X is busy writing a letter of apology and I am working on justifying an Individual Behavior Assessment.

CPS and X

A report was called in to CPS that said when my grandson spends a weekend with BioMom (known around here as B3), she leaves him alone with his 10 month old half sister and he babysits and changes her diaper. X is six! X confirmed the report, B3 denied it. CPS isn’t sure they need to follow up. If I was physically in Michigan, I would probably be in jail on charges of assaulting an the idiot. He goes with her again Friday after school. I am leaning towards hiring a private investigator to follow her around all weekend.

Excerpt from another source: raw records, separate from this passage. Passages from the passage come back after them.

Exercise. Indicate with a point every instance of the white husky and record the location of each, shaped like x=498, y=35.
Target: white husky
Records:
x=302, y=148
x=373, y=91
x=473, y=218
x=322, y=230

Anybody saner than I am have ideas that are more productive?

Persistance Pays Off!

Today was my grandson’s, X, CSE. After two years and a half dozen meetings, it finally happened. X was deemed eligible for special education services. We had visited this before, but my son kept leaving the meetings with nothing and refused to teleconference me in. In dealing with adult special needs children, a lot of the same methods work. You need to know what you want, articulate it clearly, be persistent, and not take your eye off your ultimate goal. You also need to recognize when you have leverage and be willing to use it.

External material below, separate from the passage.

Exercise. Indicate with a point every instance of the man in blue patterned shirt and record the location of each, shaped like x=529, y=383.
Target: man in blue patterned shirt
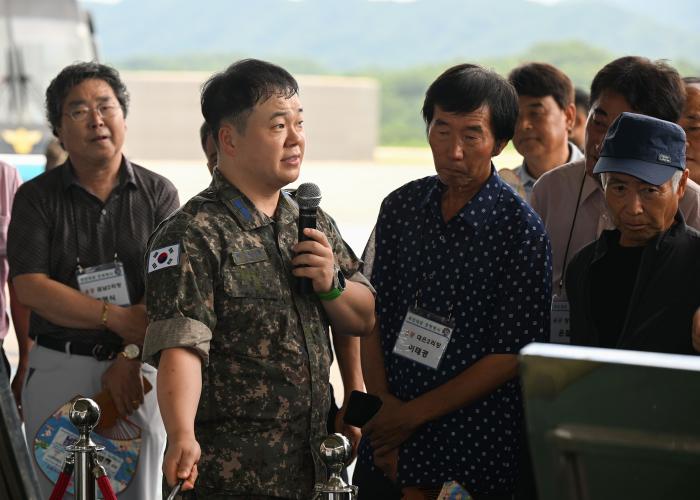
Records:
x=462, y=271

Shortly after Christmas, my son started talking about us visiting Michigan for Easter. I told him it was possible, but I needed to see my grandson classified for special ed and I needed to monitor the process to satisfy myself that everything was in order. Every time he asked, that was the response he got. When his wife asked about Easter, that was the response she got. Two weeks ago X’s CSE was scheduled for today. Last weekend, I received a copy of the evaluations to be used for this meeting. Last night, I received a copy of the proposed IEP. This morning, at 7 am, I was teleconferenced in.

I only stuck my two cents in twice. On the Connor Scale (a frequently used, norm-referenced, behavior  checklist), Aggression was very elevated. Yet on the IEP, where they list areas taken into consideration for this IEP, Behavioral Interventions wasn’t checked. I asked for an explanation. They told me that X was not a behavior problem. I did not bother pointing out all the physical things he had done, such as kicking the teacher and pinching little girl’s butts, but rather asked how he scored so high in aggression on the Connor’s scale. They had no answer. I insisted that it be put in his IEP that any behavioral problems will automatically invoke a Behavior Assessment Plan.

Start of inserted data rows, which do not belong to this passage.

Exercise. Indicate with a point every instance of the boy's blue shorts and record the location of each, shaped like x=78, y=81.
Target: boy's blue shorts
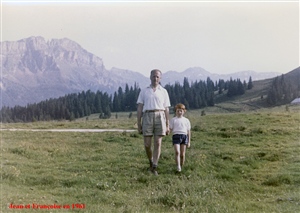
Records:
x=180, y=139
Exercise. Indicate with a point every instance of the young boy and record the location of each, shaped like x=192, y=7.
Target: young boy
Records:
x=181, y=129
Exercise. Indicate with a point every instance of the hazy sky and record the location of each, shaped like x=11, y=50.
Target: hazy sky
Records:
x=221, y=37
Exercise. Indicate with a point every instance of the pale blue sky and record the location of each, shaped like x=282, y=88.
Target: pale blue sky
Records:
x=221, y=37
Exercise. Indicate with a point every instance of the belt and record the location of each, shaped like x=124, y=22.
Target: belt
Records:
x=155, y=110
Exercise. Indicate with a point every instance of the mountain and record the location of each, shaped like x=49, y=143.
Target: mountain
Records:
x=34, y=69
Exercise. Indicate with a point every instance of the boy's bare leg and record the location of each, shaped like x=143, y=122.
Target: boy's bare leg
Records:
x=177, y=155
x=182, y=154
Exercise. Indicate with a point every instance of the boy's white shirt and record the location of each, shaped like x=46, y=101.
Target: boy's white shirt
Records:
x=180, y=125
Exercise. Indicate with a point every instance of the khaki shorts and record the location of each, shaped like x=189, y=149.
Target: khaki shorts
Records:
x=154, y=123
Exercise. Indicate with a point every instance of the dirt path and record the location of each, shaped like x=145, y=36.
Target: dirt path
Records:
x=71, y=130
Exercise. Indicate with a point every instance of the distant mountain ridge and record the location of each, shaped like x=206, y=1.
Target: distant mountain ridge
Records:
x=34, y=69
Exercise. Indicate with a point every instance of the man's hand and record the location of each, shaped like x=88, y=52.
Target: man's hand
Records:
x=140, y=130
x=168, y=130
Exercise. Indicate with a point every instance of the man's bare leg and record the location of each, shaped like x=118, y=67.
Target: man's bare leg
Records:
x=148, y=149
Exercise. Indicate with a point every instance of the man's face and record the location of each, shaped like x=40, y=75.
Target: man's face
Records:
x=155, y=78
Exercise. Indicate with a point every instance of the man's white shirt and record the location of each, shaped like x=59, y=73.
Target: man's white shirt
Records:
x=154, y=100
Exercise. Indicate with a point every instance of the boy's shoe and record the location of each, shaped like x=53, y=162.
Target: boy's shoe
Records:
x=154, y=172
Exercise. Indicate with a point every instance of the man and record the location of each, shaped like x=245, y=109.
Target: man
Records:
x=153, y=108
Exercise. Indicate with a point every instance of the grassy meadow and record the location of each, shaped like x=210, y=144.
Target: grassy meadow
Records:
x=238, y=162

The district ended up offering 8 30 minute periods of resource support a week to X. This isn’t going to cut it,  but they have a benchmark in place for the end of the year. They say X will have mastered 60 of the 110 sight words required by the end of first grade. When that doesn’t happen, the committee can be reconvened to examine why this benchmark wasn’t met.

I told the kids to sign it. At least he is classified. We can get it on the right services later.

So I will be in Michigan for Easter!